Anthropology: Family matters in an Early Neolithic tomb
Nature
December 23, 2021
A detailed genetic analysis of 35 individuals interred in a Neolithic tomb in Gloucestershire, England about 5,700 years ago offers new insights into the kinship rules that governed this ancient society. The study, published this week in Nature, hints at a possibly polygamous society in which adoption may have occurred, and paternal and maternal lines of descent were both important.
The individuals were all entombed in Hazelton North, an Early Neolithic long cairn containing two opposed, L-shaped chambers, dubbed ‘north’ and ‘south’. Combining archaeological analyses with genome-wide data extracted from ancient DNA, David Reich and colleagues found that 27 of the individuals belonged to the same family; a five-generation lineage descended from one male and four females.

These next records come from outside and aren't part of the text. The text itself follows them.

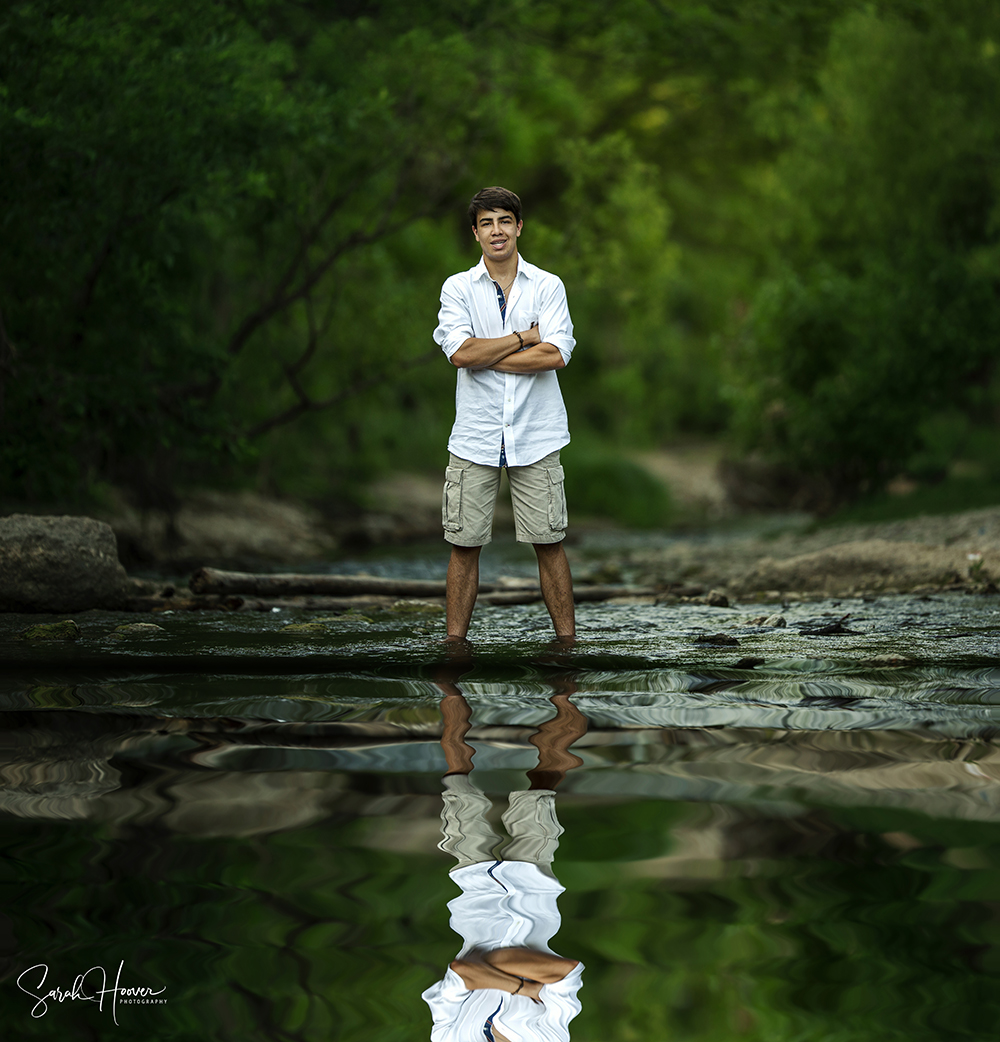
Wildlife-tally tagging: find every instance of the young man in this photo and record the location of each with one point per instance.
(505, 325)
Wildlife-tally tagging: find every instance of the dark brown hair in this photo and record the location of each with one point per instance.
(494, 198)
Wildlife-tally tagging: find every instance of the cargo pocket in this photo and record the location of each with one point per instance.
(557, 518)
(451, 500)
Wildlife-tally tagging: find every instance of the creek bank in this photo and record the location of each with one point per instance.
(921, 555)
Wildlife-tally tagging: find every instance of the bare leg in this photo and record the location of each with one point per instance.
(556, 586)
(461, 589)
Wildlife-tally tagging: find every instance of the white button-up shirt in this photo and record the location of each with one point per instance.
(523, 410)
(504, 904)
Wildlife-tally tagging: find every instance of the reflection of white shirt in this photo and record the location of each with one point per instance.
(504, 904)
(525, 410)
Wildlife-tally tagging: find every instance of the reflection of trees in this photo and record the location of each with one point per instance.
(850, 923)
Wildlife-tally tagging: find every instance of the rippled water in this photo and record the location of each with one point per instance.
(247, 821)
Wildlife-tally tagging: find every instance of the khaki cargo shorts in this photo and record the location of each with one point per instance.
(536, 493)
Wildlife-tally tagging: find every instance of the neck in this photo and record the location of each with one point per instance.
(504, 271)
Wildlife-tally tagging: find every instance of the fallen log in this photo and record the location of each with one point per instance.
(316, 603)
(582, 593)
(208, 580)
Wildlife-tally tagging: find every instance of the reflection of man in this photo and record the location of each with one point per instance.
(505, 325)
(506, 985)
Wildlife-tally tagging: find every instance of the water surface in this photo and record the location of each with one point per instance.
(249, 819)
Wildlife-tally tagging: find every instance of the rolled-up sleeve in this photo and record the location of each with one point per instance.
(454, 320)
(555, 326)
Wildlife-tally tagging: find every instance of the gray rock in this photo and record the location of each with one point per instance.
(58, 564)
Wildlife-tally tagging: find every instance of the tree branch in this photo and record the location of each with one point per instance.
(283, 295)
(7, 353)
(85, 297)
(306, 404)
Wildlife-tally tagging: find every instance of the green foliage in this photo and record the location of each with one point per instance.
(604, 484)
(226, 227)
(883, 307)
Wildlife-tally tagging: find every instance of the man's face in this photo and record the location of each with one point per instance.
(497, 232)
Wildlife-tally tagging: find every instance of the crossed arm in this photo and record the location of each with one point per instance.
(521, 970)
(504, 353)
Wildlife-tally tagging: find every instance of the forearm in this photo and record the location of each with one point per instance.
(541, 358)
(478, 975)
(541, 966)
(480, 352)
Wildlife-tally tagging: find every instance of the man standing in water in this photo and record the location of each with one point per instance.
(505, 325)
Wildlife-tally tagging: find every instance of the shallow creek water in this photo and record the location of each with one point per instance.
(780, 839)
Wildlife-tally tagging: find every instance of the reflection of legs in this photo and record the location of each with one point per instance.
(530, 818)
(468, 836)
(553, 740)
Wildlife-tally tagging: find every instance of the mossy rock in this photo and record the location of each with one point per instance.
(415, 608)
(65, 630)
(304, 627)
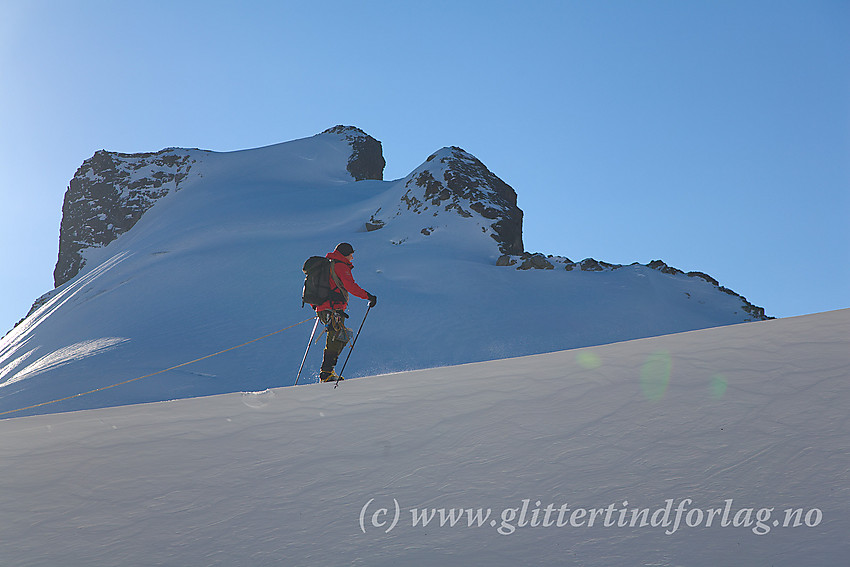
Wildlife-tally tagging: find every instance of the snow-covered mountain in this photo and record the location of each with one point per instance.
(714, 448)
(171, 256)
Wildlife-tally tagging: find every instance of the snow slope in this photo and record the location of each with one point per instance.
(218, 263)
(748, 420)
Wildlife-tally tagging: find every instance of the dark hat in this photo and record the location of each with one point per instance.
(345, 248)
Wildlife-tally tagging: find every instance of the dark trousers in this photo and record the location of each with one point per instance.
(338, 337)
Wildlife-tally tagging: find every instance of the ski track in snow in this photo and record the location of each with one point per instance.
(23, 334)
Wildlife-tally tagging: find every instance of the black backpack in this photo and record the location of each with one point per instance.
(317, 282)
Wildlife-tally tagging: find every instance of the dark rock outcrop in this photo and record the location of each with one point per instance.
(367, 156)
(453, 180)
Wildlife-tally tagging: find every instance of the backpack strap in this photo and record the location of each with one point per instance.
(339, 286)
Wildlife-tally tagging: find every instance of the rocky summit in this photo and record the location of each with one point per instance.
(171, 256)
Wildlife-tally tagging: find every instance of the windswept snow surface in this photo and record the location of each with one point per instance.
(748, 420)
(218, 263)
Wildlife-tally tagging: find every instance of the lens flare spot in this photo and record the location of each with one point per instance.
(718, 386)
(655, 375)
(588, 360)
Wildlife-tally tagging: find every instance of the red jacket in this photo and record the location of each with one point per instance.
(342, 267)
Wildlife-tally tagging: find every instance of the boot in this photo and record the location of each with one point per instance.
(329, 377)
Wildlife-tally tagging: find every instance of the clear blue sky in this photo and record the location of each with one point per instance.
(712, 135)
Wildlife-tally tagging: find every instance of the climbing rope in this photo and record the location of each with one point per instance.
(154, 373)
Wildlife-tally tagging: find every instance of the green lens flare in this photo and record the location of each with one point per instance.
(655, 375)
(588, 360)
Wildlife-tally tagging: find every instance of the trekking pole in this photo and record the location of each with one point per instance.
(354, 342)
(315, 325)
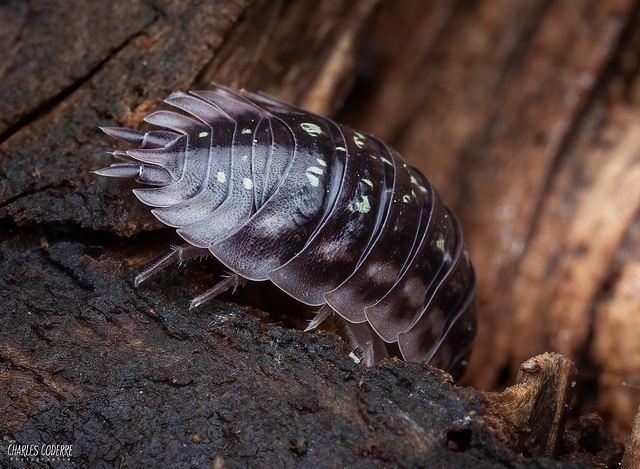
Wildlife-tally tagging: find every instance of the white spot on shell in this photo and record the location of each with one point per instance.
(313, 179)
(314, 170)
(363, 206)
(312, 129)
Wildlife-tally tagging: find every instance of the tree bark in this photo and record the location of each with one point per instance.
(522, 114)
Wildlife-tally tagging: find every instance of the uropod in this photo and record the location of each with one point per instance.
(333, 217)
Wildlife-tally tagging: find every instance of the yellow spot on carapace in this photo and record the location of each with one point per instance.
(363, 206)
(312, 129)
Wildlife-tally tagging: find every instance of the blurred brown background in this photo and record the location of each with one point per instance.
(524, 115)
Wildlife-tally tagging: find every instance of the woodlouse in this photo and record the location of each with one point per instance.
(332, 216)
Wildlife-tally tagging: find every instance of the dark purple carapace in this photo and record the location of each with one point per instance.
(332, 216)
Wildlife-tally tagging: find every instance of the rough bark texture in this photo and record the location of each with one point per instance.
(523, 114)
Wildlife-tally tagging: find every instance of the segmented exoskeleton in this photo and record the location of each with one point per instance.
(332, 216)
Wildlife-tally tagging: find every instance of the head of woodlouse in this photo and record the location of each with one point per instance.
(332, 216)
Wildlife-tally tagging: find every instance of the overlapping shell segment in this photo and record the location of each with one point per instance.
(331, 216)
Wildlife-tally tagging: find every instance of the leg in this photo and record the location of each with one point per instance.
(180, 253)
(373, 347)
(323, 313)
(233, 280)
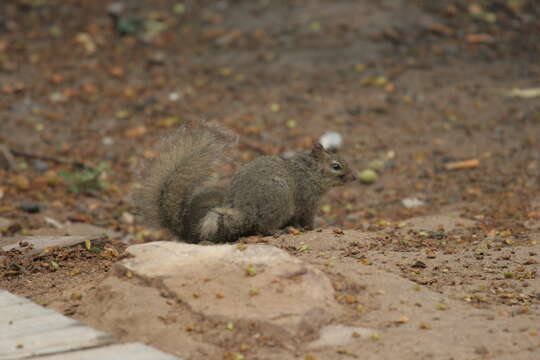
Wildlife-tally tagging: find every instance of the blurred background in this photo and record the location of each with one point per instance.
(438, 102)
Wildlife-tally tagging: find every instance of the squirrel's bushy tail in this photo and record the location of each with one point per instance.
(184, 163)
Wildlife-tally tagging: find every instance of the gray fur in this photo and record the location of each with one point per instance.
(264, 196)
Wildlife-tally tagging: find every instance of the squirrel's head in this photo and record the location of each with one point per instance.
(334, 168)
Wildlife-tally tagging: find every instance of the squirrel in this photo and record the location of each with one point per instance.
(265, 195)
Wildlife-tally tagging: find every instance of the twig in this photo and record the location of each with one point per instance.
(50, 158)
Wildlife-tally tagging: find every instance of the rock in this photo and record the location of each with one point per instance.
(7, 161)
(334, 335)
(257, 283)
(5, 223)
(448, 221)
(376, 164)
(331, 141)
(30, 207)
(36, 244)
(40, 165)
(83, 229)
(410, 203)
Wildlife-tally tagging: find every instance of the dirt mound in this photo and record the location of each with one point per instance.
(259, 302)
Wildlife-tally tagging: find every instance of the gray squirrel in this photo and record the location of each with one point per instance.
(265, 195)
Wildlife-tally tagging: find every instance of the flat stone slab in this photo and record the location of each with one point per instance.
(248, 282)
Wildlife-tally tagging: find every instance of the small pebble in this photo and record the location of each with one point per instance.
(40, 165)
(376, 164)
(331, 141)
(29, 207)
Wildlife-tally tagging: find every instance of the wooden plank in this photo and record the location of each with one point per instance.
(6, 298)
(13, 329)
(28, 330)
(115, 352)
(51, 342)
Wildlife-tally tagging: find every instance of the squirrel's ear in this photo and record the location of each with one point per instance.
(317, 152)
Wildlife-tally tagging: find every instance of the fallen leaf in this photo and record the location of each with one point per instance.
(525, 93)
(479, 39)
(466, 164)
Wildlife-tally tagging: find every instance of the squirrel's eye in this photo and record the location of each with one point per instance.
(336, 166)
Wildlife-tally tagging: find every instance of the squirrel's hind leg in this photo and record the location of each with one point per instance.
(222, 224)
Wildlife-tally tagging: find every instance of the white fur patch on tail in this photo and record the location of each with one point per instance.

Fifteen of the individuals are connected via the male line, which suggests a paternal influence, while the non-random positioning of the mothers’ descendants indicates that the maternal line was also important. Descendants from two of the females were interred in the southern chambers, whilst descendants from the other two females were interred in the northern chambers. This finding suggests that maternal sub-lineages were grouped into branches whose distinctiveness was recognised during the tomb’s construction.
The team also identified four males whose mothers were part of the lineage, but whose fathers were not. This finding may indicate that adoptive kinship might have been as important as biological kinship. Eight individuals who were not close biological relatives of the main lineage were also present in the tomb, and although their significance is uncertain, they highlight the possibility that non-biological kinship was also important to this community.